Monitoring & Evaluation Expert with Connected Development [CODE]; Co-Creator, Follow The Money, School of Data Fellow, and a CrisisMappers Fellow


Nigeria ranked #73 in the 2014 Open Data Index / Other stories from Africa

After 20 years outside of Nigeria, Gabriel just arrived at the Murtala Muhammed International Airport in Lagos, and would like to take the next bus that will be heading to Sokoto, about 1000 km from Lagos. He has always taught the country is now at par with some western countries that do have transport timetables like you have in a country as small as Slovenia, actually he was disappointed! Gabriel eventually waited and gets settled 3 days before he could get a cousin to put him on a bus to Sokoto. This is how interesting data availability could be in Nigeria, and while so much funds is been put into government budget on infrastructure data, the more we look, the less we see the availability of these datasets, one being government spending data in real-time!

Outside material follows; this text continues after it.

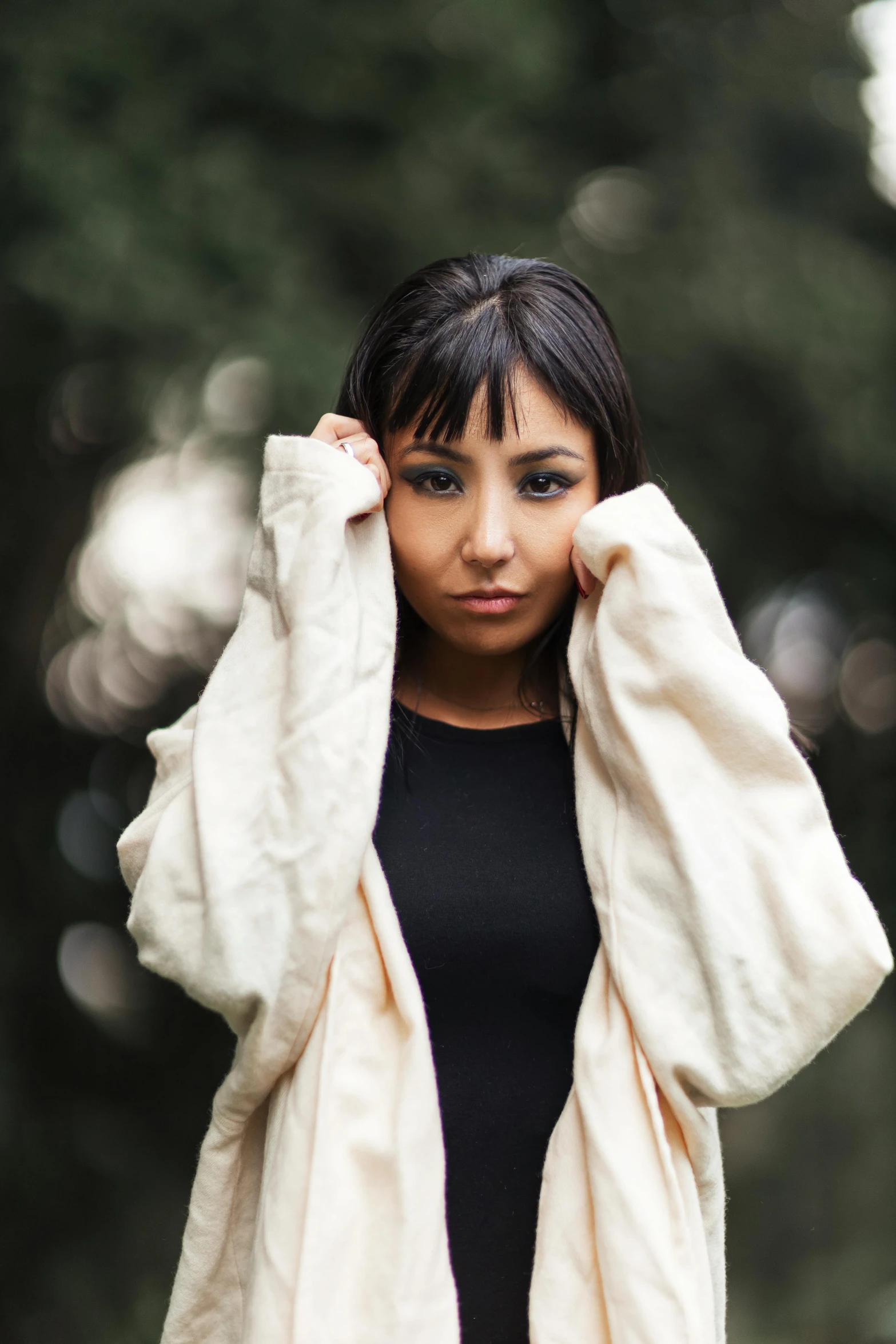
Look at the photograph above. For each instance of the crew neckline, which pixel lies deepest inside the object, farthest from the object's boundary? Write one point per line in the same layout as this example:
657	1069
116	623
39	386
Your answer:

Nevertheless, postal codes of every community in Nigeria has been available since the publication of the commercialized printed copies five years ago, the National Bureau of Statistics (NBS) isn’t relenting in making statistical data available to Nigerians through its new portal that is already used in complimenting its e-library, five years ago, this wouldn’t have been possible, and this awakening isn’t peculiar to the NBS. Election results are now available immediately it’s being released by the Independent National Electoral Commission; the National Oil Spill Detection and Response Agency at the beginning of the year, released a real time map data of oil spills in the country; and talking about maps, it’s quite appalling that an online digital map of the most populated black country still remains a holy grail, despite the fact that the Office of the Surveyor General of the Federation and the National Boundary Commission has this locked in their office electronic devices! Following suit, is the company register domiciled in the strong room of the Corporate Affairs Commission, which is only available to registered legal practitioners at a fee, perhaps we will need some intervention by Open Corporates

While the country might move up in its rating in the 2014 Global Open Data Index from 63 in 2013 (6th in Africa after Burkina Faso, Tunisia, South Africa, Egypt, Morocco) due to so much pressure on government agencies to make data available, there are still much challenges of the integrity of the data been published, and how downloadable some of this online data are. Having appreciated the government moving to an Open Data regime, especially with recent open data initiative of the Ministry of Communication Technology, it is important to let government institutions know how to openly license their data, and empower citizens, and strengthen non-state actors on how to make use of this available data, so that when transport data becomes available, Nigerians that might want to transit like Gabriel can quickly leverage on using it for moving from one point to another.